# The Green Man Pub, February 2017



## urbexdevil (Feb 14, 2017)

On a total spur of the moment decision, I decided to explore The Green Man pub after forgetting my camera on a previous visit. Yep, facepalm moment that one was!

As always with sites like this, it was well and truely trashed by the local chav population and anything worth seeing was already gone. Snapping away the pictures I could and the pictures that were worth taking, we left the building intending on taking some external pictures.

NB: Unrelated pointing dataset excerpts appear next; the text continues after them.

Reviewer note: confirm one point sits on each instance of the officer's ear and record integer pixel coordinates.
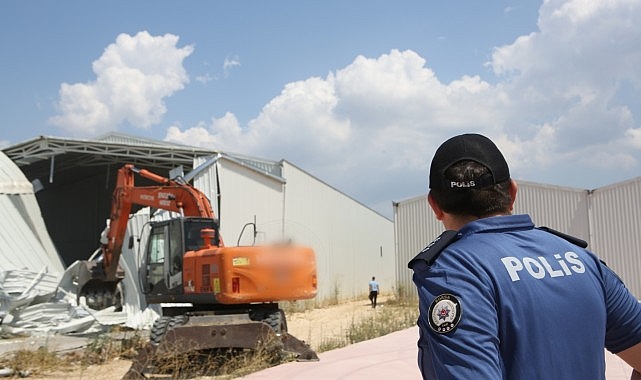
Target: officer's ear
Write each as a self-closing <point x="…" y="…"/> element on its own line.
<point x="438" y="212"/>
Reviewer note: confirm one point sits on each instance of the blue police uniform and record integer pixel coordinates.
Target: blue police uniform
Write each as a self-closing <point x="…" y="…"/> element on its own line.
<point x="506" y="300"/>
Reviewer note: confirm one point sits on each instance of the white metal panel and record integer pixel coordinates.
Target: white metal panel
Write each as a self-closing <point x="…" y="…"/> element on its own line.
<point x="415" y="227"/>
<point x="561" y="208"/>
<point x="245" y="196"/>
<point x="24" y="241"/>
<point x="352" y="242"/>
<point x="615" y="214"/>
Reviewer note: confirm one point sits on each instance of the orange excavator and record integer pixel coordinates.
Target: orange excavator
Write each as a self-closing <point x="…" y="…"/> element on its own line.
<point x="227" y="296"/>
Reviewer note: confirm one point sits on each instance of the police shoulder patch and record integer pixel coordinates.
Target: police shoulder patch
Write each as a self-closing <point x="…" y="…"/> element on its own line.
<point x="444" y="313"/>
<point x="431" y="252"/>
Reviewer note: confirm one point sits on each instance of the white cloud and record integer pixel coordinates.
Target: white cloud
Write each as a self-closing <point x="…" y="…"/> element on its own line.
<point x="556" y="110"/>
<point x="134" y="75"/>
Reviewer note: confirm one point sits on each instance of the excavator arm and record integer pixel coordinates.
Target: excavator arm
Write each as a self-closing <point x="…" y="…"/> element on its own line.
<point x="169" y="195"/>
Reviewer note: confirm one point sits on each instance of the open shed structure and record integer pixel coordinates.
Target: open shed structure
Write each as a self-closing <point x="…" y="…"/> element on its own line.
<point x="74" y="180"/>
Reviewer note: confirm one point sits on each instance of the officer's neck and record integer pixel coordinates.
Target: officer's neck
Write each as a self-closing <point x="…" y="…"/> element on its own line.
<point x="456" y="222"/>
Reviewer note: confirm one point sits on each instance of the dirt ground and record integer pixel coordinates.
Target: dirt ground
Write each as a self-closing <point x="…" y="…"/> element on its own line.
<point x="312" y="326"/>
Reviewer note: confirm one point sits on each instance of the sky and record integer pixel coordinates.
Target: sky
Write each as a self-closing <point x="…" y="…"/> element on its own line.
<point x="357" y="93"/>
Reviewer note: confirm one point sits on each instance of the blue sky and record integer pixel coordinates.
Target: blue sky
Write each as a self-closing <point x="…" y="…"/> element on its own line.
<point x="358" y="93"/>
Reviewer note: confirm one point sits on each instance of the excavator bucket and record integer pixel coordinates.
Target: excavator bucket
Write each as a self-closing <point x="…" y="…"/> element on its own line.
<point x="208" y="332"/>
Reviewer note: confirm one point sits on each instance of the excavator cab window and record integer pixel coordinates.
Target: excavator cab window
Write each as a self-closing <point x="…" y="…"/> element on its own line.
<point x="164" y="257"/>
<point x="193" y="226"/>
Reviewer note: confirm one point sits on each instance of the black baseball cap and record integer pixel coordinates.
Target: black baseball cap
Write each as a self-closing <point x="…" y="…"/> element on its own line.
<point x="473" y="147"/>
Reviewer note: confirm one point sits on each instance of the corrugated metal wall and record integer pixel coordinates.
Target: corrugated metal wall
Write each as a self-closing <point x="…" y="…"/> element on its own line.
<point x="615" y="222"/>
<point x="562" y="208"/>
<point x="414" y="227"/>
<point x="352" y="242"/>
<point x="608" y="218"/>
<point x="245" y="195"/>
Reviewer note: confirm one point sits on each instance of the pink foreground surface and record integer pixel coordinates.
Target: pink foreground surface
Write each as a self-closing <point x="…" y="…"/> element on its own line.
<point x="389" y="357"/>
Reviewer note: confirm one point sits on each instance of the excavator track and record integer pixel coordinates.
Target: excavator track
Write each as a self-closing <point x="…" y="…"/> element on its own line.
<point x="180" y="334"/>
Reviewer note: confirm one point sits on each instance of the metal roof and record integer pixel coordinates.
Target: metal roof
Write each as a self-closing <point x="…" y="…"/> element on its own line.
<point x="46" y="156"/>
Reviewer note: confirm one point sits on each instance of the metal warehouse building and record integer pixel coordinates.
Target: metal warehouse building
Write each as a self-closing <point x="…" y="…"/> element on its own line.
<point x="74" y="179"/>
<point x="608" y="218"/>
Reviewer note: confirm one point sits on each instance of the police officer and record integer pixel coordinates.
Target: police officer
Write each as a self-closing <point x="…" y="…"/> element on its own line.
<point x="502" y="299"/>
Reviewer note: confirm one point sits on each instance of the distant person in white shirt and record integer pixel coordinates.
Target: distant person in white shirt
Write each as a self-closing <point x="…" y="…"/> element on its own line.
<point x="373" y="291"/>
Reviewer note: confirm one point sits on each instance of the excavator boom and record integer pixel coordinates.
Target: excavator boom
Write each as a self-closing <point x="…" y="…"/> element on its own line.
<point x="169" y="195"/>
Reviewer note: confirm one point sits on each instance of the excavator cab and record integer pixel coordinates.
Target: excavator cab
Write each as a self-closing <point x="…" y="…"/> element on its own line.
<point x="168" y="242"/>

Unfortunatly no later than 20 seconds after stepping outside, we were greeted by police and an unexpected presence of five or so cars. Turns out it was not related but were interested in why we were there, after a lengthy discussion we were on our way again. Big thanks for the new locations to miss officer person, we know each other all too well now haha!

Take only photographs, leave only footprints



> The Green Man is a grade II listed public house in Hertfordshire dating back to the seventeenth-century. In December 2010, the company that owned The Green Man, Pubs ‘N’ Bars, went into administration. Being in such an isolated location most likely contributed to the pubs closure.

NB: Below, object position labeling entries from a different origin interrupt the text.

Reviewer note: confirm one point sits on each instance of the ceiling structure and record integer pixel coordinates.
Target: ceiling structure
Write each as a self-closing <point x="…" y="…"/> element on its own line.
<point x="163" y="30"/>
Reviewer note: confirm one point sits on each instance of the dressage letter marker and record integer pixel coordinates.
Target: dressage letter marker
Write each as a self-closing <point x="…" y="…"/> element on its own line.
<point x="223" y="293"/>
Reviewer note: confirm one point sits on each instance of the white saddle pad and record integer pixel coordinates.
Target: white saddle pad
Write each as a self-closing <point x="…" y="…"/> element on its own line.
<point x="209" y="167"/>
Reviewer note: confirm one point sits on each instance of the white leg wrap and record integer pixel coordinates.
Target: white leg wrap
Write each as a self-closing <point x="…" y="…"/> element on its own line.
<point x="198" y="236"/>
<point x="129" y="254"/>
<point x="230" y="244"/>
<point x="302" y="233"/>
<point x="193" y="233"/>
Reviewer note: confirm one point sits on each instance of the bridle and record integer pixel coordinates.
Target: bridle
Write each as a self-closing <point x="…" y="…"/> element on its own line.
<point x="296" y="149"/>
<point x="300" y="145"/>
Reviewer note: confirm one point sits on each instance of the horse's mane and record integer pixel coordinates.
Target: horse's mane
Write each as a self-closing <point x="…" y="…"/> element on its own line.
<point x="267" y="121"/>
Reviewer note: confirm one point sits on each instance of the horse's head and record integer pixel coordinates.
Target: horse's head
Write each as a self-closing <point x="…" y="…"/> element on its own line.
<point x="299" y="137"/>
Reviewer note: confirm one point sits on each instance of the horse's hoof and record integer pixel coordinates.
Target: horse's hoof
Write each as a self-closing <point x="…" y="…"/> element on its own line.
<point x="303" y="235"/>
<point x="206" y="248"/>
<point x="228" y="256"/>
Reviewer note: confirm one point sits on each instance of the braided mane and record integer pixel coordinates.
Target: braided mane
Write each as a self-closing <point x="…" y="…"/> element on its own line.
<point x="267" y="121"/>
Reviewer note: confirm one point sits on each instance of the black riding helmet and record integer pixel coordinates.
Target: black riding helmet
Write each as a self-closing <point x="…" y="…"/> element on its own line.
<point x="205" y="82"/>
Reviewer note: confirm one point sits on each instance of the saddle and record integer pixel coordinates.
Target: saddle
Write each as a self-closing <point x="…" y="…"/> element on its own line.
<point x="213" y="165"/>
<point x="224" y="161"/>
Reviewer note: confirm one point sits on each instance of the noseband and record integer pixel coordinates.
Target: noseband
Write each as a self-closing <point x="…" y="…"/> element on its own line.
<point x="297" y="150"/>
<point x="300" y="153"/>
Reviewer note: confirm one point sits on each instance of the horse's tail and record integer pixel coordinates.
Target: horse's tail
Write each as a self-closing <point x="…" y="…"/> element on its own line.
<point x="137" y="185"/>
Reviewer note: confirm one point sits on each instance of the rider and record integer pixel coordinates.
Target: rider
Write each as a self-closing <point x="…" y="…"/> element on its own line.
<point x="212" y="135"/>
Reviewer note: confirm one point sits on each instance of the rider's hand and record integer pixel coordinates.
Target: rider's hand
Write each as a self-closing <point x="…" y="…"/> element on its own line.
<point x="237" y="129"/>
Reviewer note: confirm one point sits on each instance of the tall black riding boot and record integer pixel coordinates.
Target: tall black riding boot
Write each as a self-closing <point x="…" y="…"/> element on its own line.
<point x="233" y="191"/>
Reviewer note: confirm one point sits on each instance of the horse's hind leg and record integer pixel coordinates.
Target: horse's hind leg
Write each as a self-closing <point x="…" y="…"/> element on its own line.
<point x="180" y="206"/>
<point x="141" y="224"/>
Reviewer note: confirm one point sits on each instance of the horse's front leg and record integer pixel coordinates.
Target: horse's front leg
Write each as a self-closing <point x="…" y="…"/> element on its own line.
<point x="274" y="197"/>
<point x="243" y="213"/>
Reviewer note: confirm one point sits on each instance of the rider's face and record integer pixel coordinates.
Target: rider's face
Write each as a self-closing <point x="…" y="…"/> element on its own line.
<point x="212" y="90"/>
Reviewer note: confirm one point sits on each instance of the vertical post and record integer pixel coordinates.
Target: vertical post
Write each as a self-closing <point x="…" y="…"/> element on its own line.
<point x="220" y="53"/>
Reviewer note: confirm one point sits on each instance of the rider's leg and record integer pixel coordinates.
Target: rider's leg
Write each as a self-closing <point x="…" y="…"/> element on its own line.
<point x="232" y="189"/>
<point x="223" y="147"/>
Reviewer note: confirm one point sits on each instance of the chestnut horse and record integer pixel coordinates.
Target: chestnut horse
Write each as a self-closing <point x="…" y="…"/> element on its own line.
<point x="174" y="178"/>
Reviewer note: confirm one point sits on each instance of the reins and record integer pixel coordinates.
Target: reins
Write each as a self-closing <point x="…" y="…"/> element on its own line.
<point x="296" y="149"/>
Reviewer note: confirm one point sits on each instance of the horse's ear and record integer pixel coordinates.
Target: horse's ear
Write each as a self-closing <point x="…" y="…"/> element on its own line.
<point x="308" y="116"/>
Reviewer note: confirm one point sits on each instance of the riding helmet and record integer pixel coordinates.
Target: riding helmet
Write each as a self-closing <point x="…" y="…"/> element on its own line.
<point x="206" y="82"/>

Here’s the very few pictures I took.


----------



## Sam Haltin (Feb 15, 2017)

Nicely done. A shame its in such a state looks to be a cosy pub at one time. I like the Dennis the Menace litter bin, very rare.


----------



## HughieD (Feb 15, 2017)

Yup - seconding to the fab Dennis the menace mug!


----------



## smiler (Feb 15, 2017)

I like an old boozer report with good pics, Nice One U D, Thanks


----------



## ironsky (Feb 15, 2017)

Pub closers are on the rise again as Pubco's are offloading their estates mostly to property developer's. Expect more like this soon .


----------



## prettyvacant71 (Feb 16, 2017)

you can't beat a good urinal shot


----------